Åsa Sjöström is an award-winning Swedish photographer who has documented life in Moldova since 2005. In beautiful pictures she depicts the brutal reality in one of Europe’s poorest countries. The focus of the pictures is often women and children. The photo exhibition Silent Land is now showing at Fotografiska in Stockholm.
Åsa Sjöström is one of Sweden’s most celebrated documentary and news photographers. She possesses the ability to get close to people and produce images that look beyond the obvious, making the viewer pause and take notice.
“Thousands of children grow up without parents in a country where corruption and poverty force young people to move and seek jobs abroad, while those who remain are dreaming of finding a way out of the country. Young people think life is a monumental expectation. They believe there is nothing they can do. Life is only acceptable,” says Sjöström.
“All over, you will find children—seeming orphans—who actually have parents. While the kids’ mom and dad are alive and well, they have been forced to leave the country to find work abroad, ironically, in order to support their families,” she writes, commenting og her photos.
Since the fall of the Soviet Union, when the country was a prosperous farming and wine community, nearly a quarter of the population has moved abroad in search of a better life.
While the media interest in Moldova is absent, Sjöström realized how little she knew about the country, and that she was not the only one. She decided to visit.
“When I arrived in Moldova for the first time, in 2005, I approached the people and the country with an idea about misery and social problems. Those were the stories I had heard about this small, unknown country sandwiched between Romania and the Ukraine, the stories that had colored my views. Three month-long trips later I had a collection of photographs from prisons, trafficking and violence. But something was missing. I wanted to experience life around the corner, things one takes for granted and perhaps don’t pay attention to in one’s everyday life,” she says.
In 2006, Sjöström won first prize in World Press Photo Awards with her series about a ballet school in Moldova. Sjöström is also the first Swedish woman who has been awarded a prize in the world’s largest photo competition, POYi, and she is also a multiple Swedish “Photograph of the Year” winner. The Silent Land exhibition in Stockholm presents Sjöström’s photos from the winning series about ballet school and a selection of other pictures taken in Moldova.
Silent Land is a monumental journey of silent portraits through a forgotten corner of Europe.
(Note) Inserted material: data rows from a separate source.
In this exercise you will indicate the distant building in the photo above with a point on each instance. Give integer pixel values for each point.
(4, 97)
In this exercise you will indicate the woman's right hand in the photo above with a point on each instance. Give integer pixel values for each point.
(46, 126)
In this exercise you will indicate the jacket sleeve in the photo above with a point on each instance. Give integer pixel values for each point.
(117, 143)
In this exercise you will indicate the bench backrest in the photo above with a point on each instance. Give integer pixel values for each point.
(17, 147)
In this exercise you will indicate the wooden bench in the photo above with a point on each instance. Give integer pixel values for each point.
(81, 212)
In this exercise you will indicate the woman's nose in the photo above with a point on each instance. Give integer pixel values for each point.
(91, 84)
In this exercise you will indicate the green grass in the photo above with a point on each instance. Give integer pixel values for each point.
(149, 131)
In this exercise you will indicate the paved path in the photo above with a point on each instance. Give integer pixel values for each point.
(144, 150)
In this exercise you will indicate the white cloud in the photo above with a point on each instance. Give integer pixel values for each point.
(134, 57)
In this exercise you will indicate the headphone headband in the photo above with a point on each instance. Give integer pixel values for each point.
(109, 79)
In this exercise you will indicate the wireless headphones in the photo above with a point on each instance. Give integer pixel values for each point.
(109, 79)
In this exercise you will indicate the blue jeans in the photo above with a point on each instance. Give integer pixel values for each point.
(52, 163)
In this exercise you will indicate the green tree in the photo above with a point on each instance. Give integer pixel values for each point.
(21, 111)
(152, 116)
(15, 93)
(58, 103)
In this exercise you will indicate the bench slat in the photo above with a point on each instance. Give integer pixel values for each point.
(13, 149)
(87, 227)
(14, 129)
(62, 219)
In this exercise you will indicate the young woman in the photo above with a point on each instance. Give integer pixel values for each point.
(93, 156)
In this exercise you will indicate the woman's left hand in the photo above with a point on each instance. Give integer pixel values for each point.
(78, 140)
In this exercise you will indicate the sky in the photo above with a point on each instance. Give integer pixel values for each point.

The exhibition is on display through 4 February 2018.
Åsa Sjöström
is a documentary photographer based in Malmö and educated at Nordens fotoskola. Her work is focused on international understanding, human rights and the situation for women and children around the world. In 2016, Åsa Sjöström’s work was displayed in the Mariatorget underground station in Stockholm, as part of Stockholm Public Transport’s annual art event.
Fotografiska
is one of the world’s largest venues for photography, an international meeting place with inspiring world-class photography exhibitions at its heart. Fotografiska’s mission is to make accessible both established and cutting-edge photography, for knowledge and to experience the infinite expressions and meanings of photography. Fotografiska is a force of positive influence on society, inspiring a more conscious world.